Wanna pop another pill? Yeah, right. But wait! We’re talking a multivitamin/mineral tablet.

“A multivitamin with minerals is the most inexpensive, convenient and safe way to improve your health,” says Eve Prang Plews, a licensed nutritional counselor in Sarasota, Florida. She has seen neurological, immune, digestive and nervous system improvements in people with HIV whose only daily supplement is a multivitamin. She recommends beginning a multi the day of diagnosis and adding individual nutrients if affordable.

But One-A-Day is not what the doctor ordered. Lark Lands, an HIV nutrition educator in Georgetown, Colorado, recommends shopping for a hypoallergenic, sugar-free multivitamin/mineral. Key features to look for:

Good absorption and metabolic function. Choose tablets with minerals that pass more easily through the intestinal wall-those with names ending in citrate, fumarate, malate, asparate, ascorbate, glycinate, picolinate, and those from vegetable culture sources. Avoid gluconates, carbonates, oxides and sulfates.

Important trace minerals (such as chromium, zinc, manganese, molybdenum and selenium) as well as important macrominerals (such as calcium, magnesium and potassium).

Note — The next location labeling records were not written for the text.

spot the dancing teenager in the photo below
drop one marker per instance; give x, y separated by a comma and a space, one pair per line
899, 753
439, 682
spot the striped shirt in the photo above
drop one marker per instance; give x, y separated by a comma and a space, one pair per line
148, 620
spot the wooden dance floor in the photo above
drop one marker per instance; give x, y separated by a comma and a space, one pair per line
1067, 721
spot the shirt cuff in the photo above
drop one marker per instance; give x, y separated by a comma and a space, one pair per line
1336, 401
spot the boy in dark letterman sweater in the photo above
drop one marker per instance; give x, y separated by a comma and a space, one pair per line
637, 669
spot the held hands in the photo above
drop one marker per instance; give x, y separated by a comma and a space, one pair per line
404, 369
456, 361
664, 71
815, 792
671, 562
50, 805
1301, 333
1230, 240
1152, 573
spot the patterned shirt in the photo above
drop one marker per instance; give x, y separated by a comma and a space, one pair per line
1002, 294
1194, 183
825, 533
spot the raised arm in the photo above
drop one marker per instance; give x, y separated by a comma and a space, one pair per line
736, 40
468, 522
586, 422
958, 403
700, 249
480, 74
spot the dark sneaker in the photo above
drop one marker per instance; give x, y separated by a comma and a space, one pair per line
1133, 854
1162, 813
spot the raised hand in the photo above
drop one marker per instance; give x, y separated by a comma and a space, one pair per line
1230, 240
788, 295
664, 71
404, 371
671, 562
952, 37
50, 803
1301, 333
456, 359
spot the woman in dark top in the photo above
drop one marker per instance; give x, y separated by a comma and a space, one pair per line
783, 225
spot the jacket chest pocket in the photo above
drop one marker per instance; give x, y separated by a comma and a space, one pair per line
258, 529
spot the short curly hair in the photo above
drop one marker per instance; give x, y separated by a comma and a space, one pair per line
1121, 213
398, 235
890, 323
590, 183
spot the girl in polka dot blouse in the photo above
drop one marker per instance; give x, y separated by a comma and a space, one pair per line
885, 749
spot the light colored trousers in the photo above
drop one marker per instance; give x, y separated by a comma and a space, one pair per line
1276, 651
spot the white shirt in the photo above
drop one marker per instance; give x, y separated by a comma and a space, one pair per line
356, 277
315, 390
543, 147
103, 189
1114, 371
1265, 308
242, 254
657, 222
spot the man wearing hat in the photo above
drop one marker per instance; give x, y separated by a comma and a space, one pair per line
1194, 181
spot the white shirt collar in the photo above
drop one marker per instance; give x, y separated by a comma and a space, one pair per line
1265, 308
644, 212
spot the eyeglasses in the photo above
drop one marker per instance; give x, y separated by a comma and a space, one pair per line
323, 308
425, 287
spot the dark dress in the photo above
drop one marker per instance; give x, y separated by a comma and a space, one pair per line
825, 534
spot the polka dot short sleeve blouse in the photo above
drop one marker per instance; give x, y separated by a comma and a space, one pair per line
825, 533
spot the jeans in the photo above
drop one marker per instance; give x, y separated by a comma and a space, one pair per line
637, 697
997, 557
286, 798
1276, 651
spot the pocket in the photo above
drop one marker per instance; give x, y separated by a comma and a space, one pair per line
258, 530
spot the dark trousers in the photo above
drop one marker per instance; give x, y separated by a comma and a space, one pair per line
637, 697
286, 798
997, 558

An extensive list of B vitamins, using advanced forms (coenzymes) to make up for an inability to convert the vitamins. For example, B-6 in the form of pyridoxal-5-phosphate, not pyridoxine; and B-2 in the form of riboflavin-5-phosphate, not just riboflavin.

Natural vitamin E (d-alpha tocopherol) rather than synthetic (dl-alpha tocopherol).

Very high potency. Even though there are no firm rules here, researchers have found people with HIV may need five to 25 times the RDA (recommended daily allowance) of such vitamins at B-6, B-12, C and E.